For a study, researchers sought to determine how copy number variants (CNV) risk scores, common genetic variation quantified by polygenic scores (PGSs), and environmental variables interact to influence cognition and psychopathology in a community population.

The Philadelphia Neurodevelopmental Cohort is a community-based research project that looks at genetics, psychopathology, neurocognition, and neuroimaging. Participants were recruited through the pediatric network at Children’s Hospital of Philadelphia. From November 5, 2009, through December 30, 2011, participants with stable health and English fluency received genotypic and phenotypic characterization. The data were examined from January 1 to July 30, 2021.

The Investigators looked at copy number variants (CNVs) risk scores derived from the burden, anticipated intolerance, gene dosage sensitivity models, PGSs from genomewide association studies associated with developmental outcomes, and environmental variables such as trauma exposure and neighborhood socioeconomic status. The Penn Computerized Neurocognitive Battery was used to assess neurocognition; structured interviews based on the Schedule for Affective Disorders and Schizophrenia for School-Age Children were used to assess psychopathology, and magnetic resonance imaging was used to assess brain volume.

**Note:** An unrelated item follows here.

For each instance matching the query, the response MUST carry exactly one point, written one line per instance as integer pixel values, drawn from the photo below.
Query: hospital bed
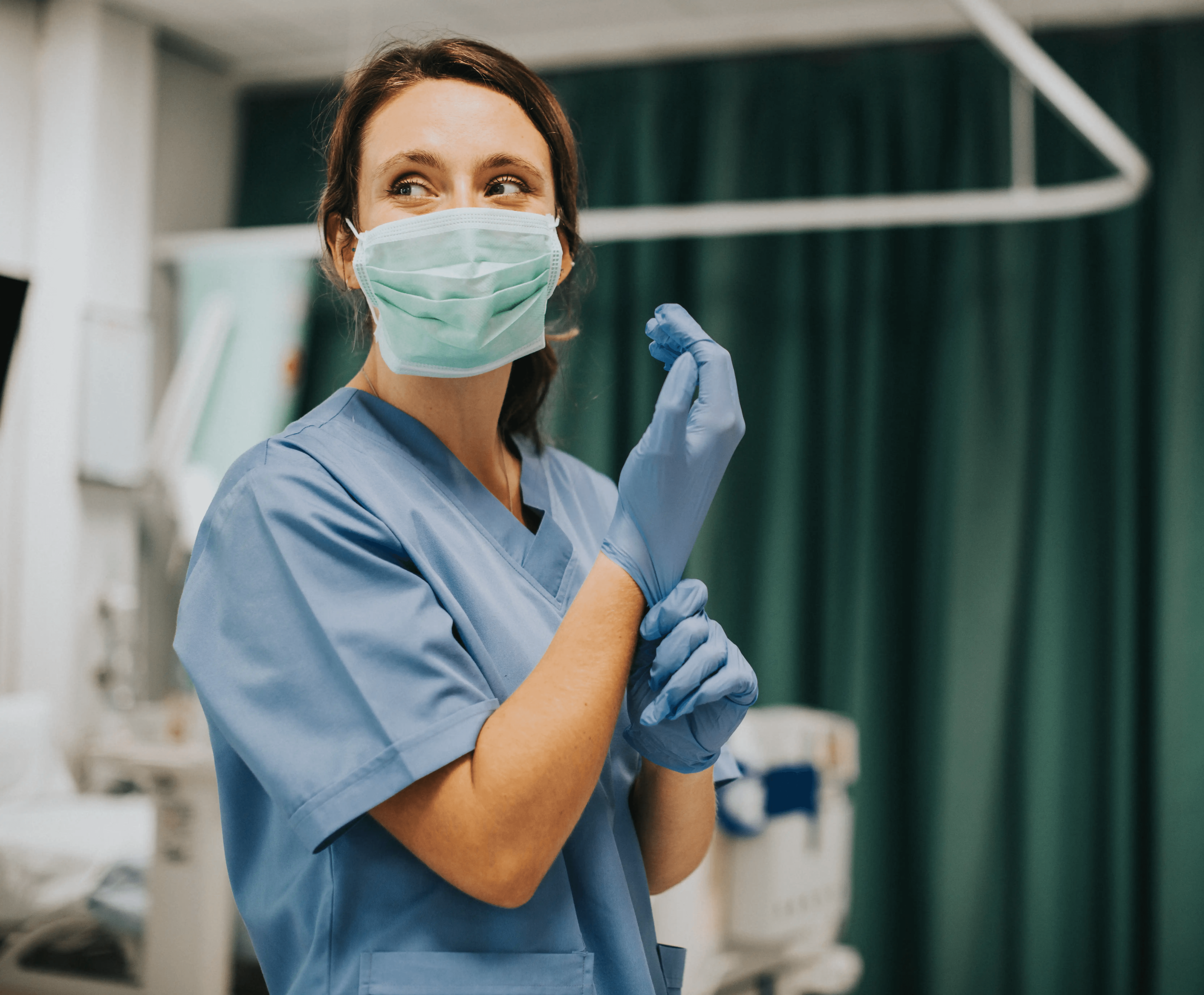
(106, 894)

There were 9,498 juveniles aged 8 to 21 years in the study; 4,906 (51.7%) were female, and the mean (SD) age was 14.2 (3.7) years. After quality control, 7,101 unrelated subjects genotyped on Illumina arrays had 18,185 total CNVs bigger than 50 kilobases (10,517 deletions and 7,668 duplications). Elevated CNV risk scores were associated with lower overall accuracy on cognitive tests (standardized β=0.12; 95% CI, 0.10-0.14; P=7.41×10-26); lower accuracy across a variety of cognitive subdomains; increased overall psychopathology; increased psychosis-spectrum symptoms; and higher deviation from a normative developmental model of brain volume in these participants. When CNV risk ratings were integrated with PGSs and environmental variables, statistical models of developmental outcomes improved dramatically.

Elevated CNV risk scores were linked to worse cognitive ability, higher psychopathology, psychosis-spectrum symptoms, and more departures from normative magnetic resonance imaging models of brain development in this investigation. The findings offered an important step toward understanding clinically relevant outcomes in kids by combining uncommon genetic, common genetic, and environmental variables.